We’re back once again for the 3rd and likely final part to our evolving series previewing the performance of DirectX 12. After taking an initial look at discrete GPUs from NVIDIA and AMD in part 1, and then looking at AMD’s integrated GPUs in part 2, today we’ll be taking a much requested look at the performance of Intel’s integrated GPUs. Does Intel benefit from DirectX 12 in the same way the dGPUs and AMD’s iGPU have? And where does Intel’s most powerful Haswell GPU configuration, Iris Pro (GT3e) stack up? Let’s find out.

As our regular readers may recall, when we were initially given early access to WDDM 2.0 drivers and a DirectX 12 version of Star Swarm, it only included drivers for AMD and NVIDIA GPUs. Those drivers in turn only supported Kepler and newer on the NVIDIA side and GCN 1.1 and newer on the AMD side, which is why we haven’t yet been able to look at older AMD or NVIDIA cards, or for that matter any Intel iGPUs. However as of late last week that changed when Microsoft began releasing WDDM 2.0 drivers for all 3 vendors through Windows Update on Windows 10, enabling early DirectX 12 functionality on many supported products.

With Intel WDDM 2.0 drivers now in hand, we’re able to take a look at how Intel’s iGPUs are affected in this early benchmark. Driver version 10.18.15.4098, these drivers enable DirectX 12 functionality on Gen 7.5 (Haswell) and newer GPUs, with Gen 7.5 being the oldest Intel GPU generation that will support DirectX 12.

Today we’ll be looking at all 3 Haswell GPU tiers, GT1, GT2, and GT3e. We also have our AMD A10 and A8 results from earlier this month to use as a point of comparison (though please note that this combination of Mantle + SS is still non-functional on AMD APUs). With that said, before starting we’d like to once again remind everyone that this is an early driver on an early OS running an early DirectX 12 application, so everything here is subject to change.
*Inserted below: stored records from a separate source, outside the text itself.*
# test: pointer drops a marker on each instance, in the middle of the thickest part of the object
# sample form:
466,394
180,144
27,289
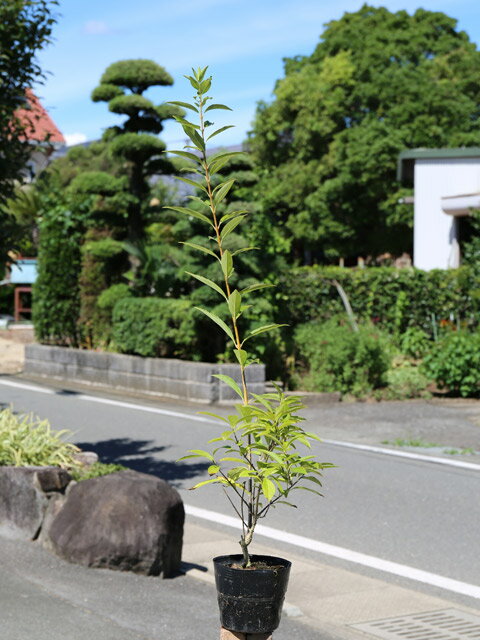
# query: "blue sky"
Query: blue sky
242,41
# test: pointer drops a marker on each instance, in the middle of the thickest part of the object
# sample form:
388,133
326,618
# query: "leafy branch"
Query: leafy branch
257,457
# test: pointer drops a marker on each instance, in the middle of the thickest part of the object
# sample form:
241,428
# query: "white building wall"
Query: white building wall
435,243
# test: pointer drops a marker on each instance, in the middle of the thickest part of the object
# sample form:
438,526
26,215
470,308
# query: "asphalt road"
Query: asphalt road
406,511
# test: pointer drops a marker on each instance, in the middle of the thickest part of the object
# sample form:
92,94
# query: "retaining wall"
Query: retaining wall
163,377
Furthermore Star Swarm itself is a very directed benchmark designed primarily to showcase batch counts, so what we see here should not be considered a well-rounded look at the benefits of DirectX 12. At the end of the day this is a test that more closely measures potential than real-world performance.

CPU: AMD A10-7800
AMD A8-7600
Intel Core i3-4330
Intel Core i5-4690
Intel Core i7-4770R
Intel Core i7-4790K
Motherboard: GIGABYTE F2A88X-UP4 for AMD
ASUS Maximus VII Impact for Intel LGA-1150
Zotac ZBOX EI750 Plus for Intel BGA
Power Supply: Rosewill Silent Night 500W Platinum
Hard Disk: OCZ Vertex 3 256GB OS SSD
Memory: G.Skill 2x4GB DDR3-2133 9-11-10 for AMD
G.Skill 2x4GB DDR3-1866 9-10-9 at 1600 for Intel
Video Cards: AMD APU Integrated
Intel CPU Integrated
Video Drivers: AMD Catalyst 15.200 Beta
Intel 10.18.15.4098
OS: Windows 10 Technical Preview 2 (Build 9926)

Since we’re looking at fully integrated products this time around, we’ll invert our usual order and start with our GPU-centric view first before taking a CPU-centric look.

Star Swarm GPU Scaling - Mid Quality

Star Swarm GPU Scaling - Low Quality

As Star Swarm was originally created to demonstrate performance on discrete GPUs, these integrated GPUs do not perform well. Even at low settings nothing cracks 30fps on DirectX 12. None the less there are a few patterns here that can help us understand what’s going on.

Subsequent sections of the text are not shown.